From a clinical perspective, the phenotype of STAT1 GOF patients is broadly heterogenous. The most common symptom is early-onset chronic mucocutaneous candidiasis (CMC). However, (myco-) bacterial, viral, and fungal infections, (multiorgan) autoimmunity or autoinflammation, vascular malformations, and malignancies have also been reported [6]. The management of these complex patients is therefore challenging and often requires a balanced use of antimicrobial and immunosuppressive therapies. Hematopoietic stem cell transplantation (HSCT) is a potential curative procedure but graft failure as well as secondary graft rejection is common and resulted in a 40% overall survival rate only [7].
In recent years, case reports have described JAK inhibition as an effective targeted treatment option for STAT1 GOF patients [3, 8,9,10,11,12]. JAK inhibitors (JAKinibs) are small molecules interfering with the process of cytokine-dependent JAK activation. In patients with STAT1 GOF, ruxolitinib®, as well as baricitinib®, have been used [13, 14]. However, the clinical experience with these drugs in the field of inborn errors of immunity (IEI) is still limited and important questions including indications, dosing, and monitoring remain, especially in pediatric patients.

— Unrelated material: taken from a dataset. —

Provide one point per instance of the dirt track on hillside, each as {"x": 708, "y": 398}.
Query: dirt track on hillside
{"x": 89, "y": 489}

Here, we present the experience with JAK inhibition in 10 pediatric STAT1 GOF patients under the care of six IEI reference centers. We provide detailed information regarding indications, dosing regimens, side effects, and complications as well as the clinical effects on the most relevant disease manifestations. In addition, we reviewed all previously published pediatric STAT1 GOF cases treated with JAKinibs and compared main characteristics with our cohort, when applicable.
Methods
Patients and Study Design
Pediatric patients (age < 18 years at treatment initiation) with functionally confirmed or previously described STAT1 GOF mutations receiving JAKinibs for a minimum of two consecutive months were recruited from six IEI reference centers. The protocol of this study was reviewed and approved by the local ethics committees of the participating centers. Informed consents were obtained from study participants and/or their legal guardians according to the requirements of the local ethics committees.
Data Collection
A questionnaire (available on reasonable request) designed to retrospectively collect demographic, molecular, and clinical data was prepared and distributed. Additionally, the responsible physicians were contacted to verify and discuss the extracted data for each patient.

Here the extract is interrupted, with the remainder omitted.